This article describes how to configure daily exports that only contain new data (for example, "all events from yesterday") and how to handle this more robustly with Engagement BigQuery (EBQ).
The platform doesn't have a built‑in "only new since last export" toggle. Instead, you configure time‑window filters and scheduling at the export definition level to approximate incremental exports.
At a high level, you have two options:
- Daily time‑window export (recommended for SFTP/file‑based flows)
- Engagement BigQuery (EBQ) for proper incremental storage and querying
Option 1: Daily time‑window export
Use this when you want a single file per day (for example, on SFTP, S3, Azure, or GCS) containing only events from that day.
Prerequisites
- Access to Data & Assets → Exports with Exports module and Personal Data Viewer permissions.
- A configured file storage integration (for example, SFTP, GCS, S3, or Azure Storage) as the export target.
Step 1: Open or create the event export
- In app, go to Data & Assets → Exports.
- Either:
- Open your existing event export (for example, campaign events), or
- Click New export and choose the appropriate event type as the data source (for example, campaign, purchase, purchase_item).
Step 2: Filter to a daily time window
- In Add filters, define a relative time filter on the event timestamp (for example, the campaign event timestamp).
- Use a time window that represents exactly one day, for example:
- "Events from the last 1 day", or
- "Yesterday", if you prefer a named relative period.
Events are exported based on their timestamp attribute, not on when they were tracked, so late‑arriving events with older timestamps will not appear if they fall outside this time window.
Result of this step: Each export run will include only events whose timestamp falls within the configured 1‑day window.
Step 3: Configure file format, target, and dynamic file naming
- In Format and target:
- Choose the desired Format (CSV, JSON, or JSON Lines).
- Select your target storage integration (for example, SFTP, GCS, S3, Azure Storage).
- Set:
- Path to the parent directory on the target system, and
- A filename pattern that includes a dynamic timestamp so each day's file is unique (for example, campaign_events_%Y-%m-%d.csv).
The platform supports dynamic file naming with time‑based tokens so that each run can produce a file with a different timestamped name (for example, filename_1589460477.9546165). The SFTP (or other) integration receives the file name and content produced by the export definition.
Result of this step: Your storage (SFTP, S3, and more) will contain one file per export run, each with a distinct timestamp in the filename, making it easy for your DWH to treat them as daily partitions.
Step 4: Schedule the export to run daily
- In the Execute export/scheduling section, configure the export to run as a scheduled export once per day (for example, shortly after midnight in your reporting timezone).

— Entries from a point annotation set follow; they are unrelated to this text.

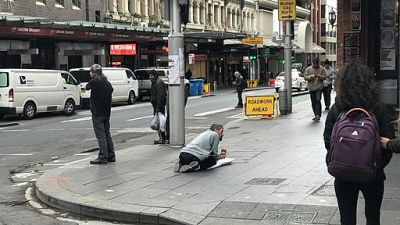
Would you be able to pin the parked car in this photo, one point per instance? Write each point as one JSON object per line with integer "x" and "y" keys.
{"x": 29, "y": 91}
{"x": 145, "y": 83}
{"x": 298, "y": 81}
{"x": 124, "y": 82}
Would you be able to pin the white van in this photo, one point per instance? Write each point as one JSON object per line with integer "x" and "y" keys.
{"x": 124, "y": 82}
{"x": 145, "y": 82}
{"x": 30, "y": 91}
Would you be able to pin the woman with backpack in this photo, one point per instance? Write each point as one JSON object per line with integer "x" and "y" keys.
{"x": 357, "y": 88}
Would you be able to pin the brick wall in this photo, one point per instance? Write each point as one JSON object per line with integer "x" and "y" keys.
{"x": 29, "y": 8}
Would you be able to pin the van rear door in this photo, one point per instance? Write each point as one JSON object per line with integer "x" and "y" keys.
{"x": 4, "y": 89}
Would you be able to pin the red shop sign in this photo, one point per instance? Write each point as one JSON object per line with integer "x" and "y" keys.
{"x": 123, "y": 49}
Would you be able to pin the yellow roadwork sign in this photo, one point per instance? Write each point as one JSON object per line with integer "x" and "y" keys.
{"x": 287, "y": 10}
{"x": 253, "y": 40}
{"x": 259, "y": 105}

- Save the export definition.
From now on, the app will automatically run the export every day using:
- The relative time filter you configured, and
- The dynamic filename pattern you set.
As long as your time filter always covers exactly one completed day, each generated file will contain only that day's events, with no historical re‑send.
Option 2: Engagement BigQuery (EBQ)
If your project has EBQ, this is usually the better long‑term solution for analytics and warehousing:
- EBQ exports data into BigQuery tables, where new rows are appended incrementally, and BigQuery is designed for DWH‑style querying and partitioning.
- Your data team can then:
- Use BigQuery SQL to define their own daily partitions or views, and
- Pull daily deltas directly from BigQuery, instead of ingesting SFTP/CSV files.
Typical pattern:
- Enable and configure EBQ for the project (via your CSM / TC).
- Let EBQ handle continuous, append‑only exports of customer and event data into BigQuery.
- In your DWH layer, query "events where timestamp between yesterday_start and yesterday_end" and persist the result into your own schema (for example, a daily partitioned table).
These steps remove the need to maintain daily SFTP exports and provide stronger scalability and query flexibility, especially for large datasets.
Behavior and limitations to keep in mind
- No implicit "stateful" incremental logic: the platform doesn't remember "the last exported timestamp"; your time filter and schedule entirely govern the behavior.
- Event timestamp vs. tracking time: Exports include events based on their timestamp attribute, which can differ from the time the event was tracked (for example, backfilled or delayed events).
- Export limitations: Very large exports can hit size and concurrency limits (for example, Azure Storage limits exports to ~48.8 GB; only one run per export definition at a time, and at most four exports running concurrently). In those scenarios, EBQ is recommended instead of attempting "export all data".
By combining relative time filters, daily scheduling, and dynamic filenames, you can reliably deliver your data warehouse with a single file per day containing only that day's new events. For larger or more complex use cases, consider EBQ as the more scalable, fully incremental alternative.